Josh James, founder and CEO of Domo, framed it cleanly from the stage: "AI doesn't become valuable when a model gets smarter. It becomes valuable when it's connected to your business and becomes a system of action."

The broader business shift Fairweather described is just as significant. The old moat for enterprise software was complexity, products so hard to replace that companies stayed stuck. That moat is gone. The new moat is distribution, data, and trust. It's no longer software as a service. It's IT services software, and the shift is moving from selling tools to selling outcomes.

He added one more dimension that often gets overlooked: talent. "Why would I ever want to do my job without AI anymore?" he said. "I wouldn't. I don't think you would either." Hiring, attracting, and retaining the best people increasingly means giving them the best tools — and they'll notice if you don't.

A packed house at Domopalooza 2026 in Salt Lake City's Grand America, where Domo unveiled a new AI orchestration framework and speakers from Google Cloud made the case that enterprise data is the defining competitive advantage of the AI era. (Credit: Brittany Nielsen)

The Three Types of Companies Right Now

Fairweather closed with a framework direct enough to make some people uncomfortable.

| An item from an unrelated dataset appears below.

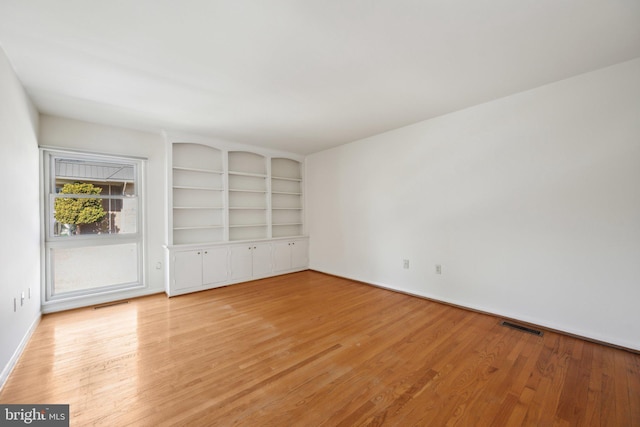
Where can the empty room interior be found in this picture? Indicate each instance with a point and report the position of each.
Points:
(313, 213)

The first type: the ostrich. Head in the sand. "This is the way we've always done it." He said it's incredible to watch the hubris in some of those rooms, and that we're already seeing those companies get replaced.

The second type: about to miss the bus. They have enough awareness to know something is happening, but they haven't moved fast enough yet. "If you are in this position, the time is absolutely now," he said. "There will be companies that will make or break based on how quickly they can catch up, and if they don't have the organizational agility, they will be left behind."

The third type: the pace setters. Companies setting the standard for what it actually looks like to meet this moment. He put Domo squarely in that category. "I get to go to a lot of these," he said, "and I gotta say this is one of the best that I've seen, as far as being able to demonstrate and give you tangible examples of how they are meeting this moment."

He brought it back to the question he opened with. Which one are you? Which one is your company, your team, your partners?

"The people and the companies that are winning in this AI moment are open, curious, committed to learning," he said. "Because the companies that master this agentic AI will define their industries tomorrow."

More than 1,200 business leaders, data practitioners, and partners filled the Grand America Hotel Grand Ballroom for Domopalooza 2026, Domo's flagship AI and data conference (Credit: Brittany Nielsen)

Domopalooza 2026 — Domo's premier Data + AI Conference — is running March 24–27 at the Grand America Hotel in Salt Lake City, Utah, bringing together 1200+ directors, C-suite executives, data leaders, and AI innovators under one roof. This year's event is centered on three core themes: making AI a practical reality in business, running smarter operations through AI-powered experiences, and securing data within a safe, AI-enabled environment. Attendees are treated to a packed agenda of general sessions, breakout workshops, hands-on training, and two nights of live entertainment, with OneRepublic, Josh Turner, and Ja Rule among the featured performers, making Domopalooza as much a Utah cultural event as a technology conference.